Galois Releases MBSE Training Materials for AADL and CASE Tools

Galois today announced the release of CASE-AADL-Tutorial, an extensive set of training materials for both the Architecture Analysis & Design Language (AADL) and the freely-available Cyber Assured Systems Engineering (CASE) tools developed by DARPA.  While excellent stand-alone documentation about AADL and each CASE tool already exists, more hands-on guides for real-world scenarios previously did not. These new training materials were prepared to be practical instructions detailing how to approach modeling and running the CASE tools to accomplish specific tasks.

Each guide in the training materials is accompanied by a set of example models that readers can use to learn how to model the system and execute the analyses provided in the training scenario. At each step along the way, the guides explain what actions are being performed, and why. The intent is to provide practical training for Model Based Systems Engineering (MBSE), while simultaneously allowing users to explore the state of the art in the field, learning what is possible with AADL and CASE.

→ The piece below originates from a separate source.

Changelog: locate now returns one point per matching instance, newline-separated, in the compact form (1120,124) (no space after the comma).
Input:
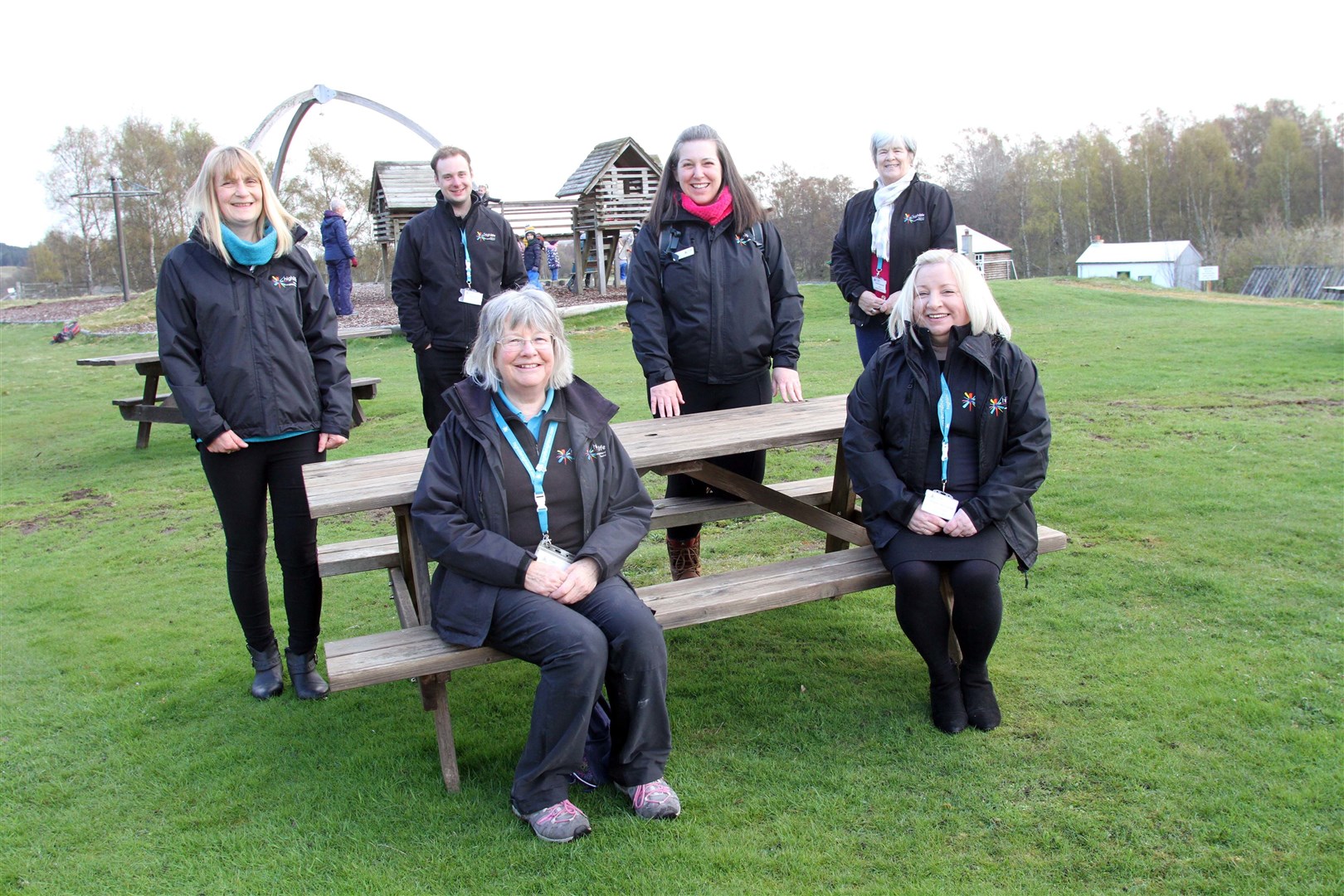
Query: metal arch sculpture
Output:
(321,95)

Crafting Cyber Resilient Systems

But why do these sorts of digital engineering tools matter anyway? 

In short, in an increasingly complex cyber security landscape, AADL and CASE tools are part of an approach that helps system engineers create cyber-resilient systems from the ground up.

NIST defines Cyber Resilience as the ability to anticipate, withstand, recover from, and adapt to adverse conditions, stresses, attacks, or compromises on systems that use or are enabled by cyber resources. Cyber resilience starts at the architectural level. System components need to be designed, connected, and configured in a way that is resistant to attack. This includes applying appropriate encryption mechanisms to data at rest and data in transit, using filters or guards on interfaces, limiting connectivity to external devices and building in fail-safe redundancy.

Both AADL and the CASE program tools are intended to support systems engineering practitioners during the design and development of cyber resilient systems. In particular, the tools were created for the following goals:

  1. Elicitation of cyber resiliency requirements before the system is built
  2. Design and verification of systems when requirements are not testable (i.e., when they are expressed in “shall not” statements)
  3. Automatic adaptation of software to new non-functional requirements; and
  4. Scaling and providing meaningful feedback from analysis tools that reside low in the development tool chain

The CASE tools are intended to be used in an iterative process with the system designer. The tools find weaknesses in the design which are then addressed by adapting and/or refining the system architecture as well as imposing new requirements. The process of deriving requirements and then refining the design is repeated until cyber risk can be reduced to a desired level.

Digital Engineering

At Galois, we build tools that empower our clients to map and understand the minute components and interactions of complex system architecture. This Model-Based Security Engineering tutorial release is part of an ongoing deliberate effort to make tooling available to help the community improve across all areas of Digital Engineering

Our goal is to make it a regular practice for engineers to generate detailed digital models of their intricate systems right from the beginning of the development process. These models will be used to examine and analyze complex systems at varying levels of detail, enabling faster and more cost-effective experimentation and testing compared to current methods. This approach will facilitate rapid iterations and development, ultimately leading to improved quality for the numerous complex systems that we depend on every day.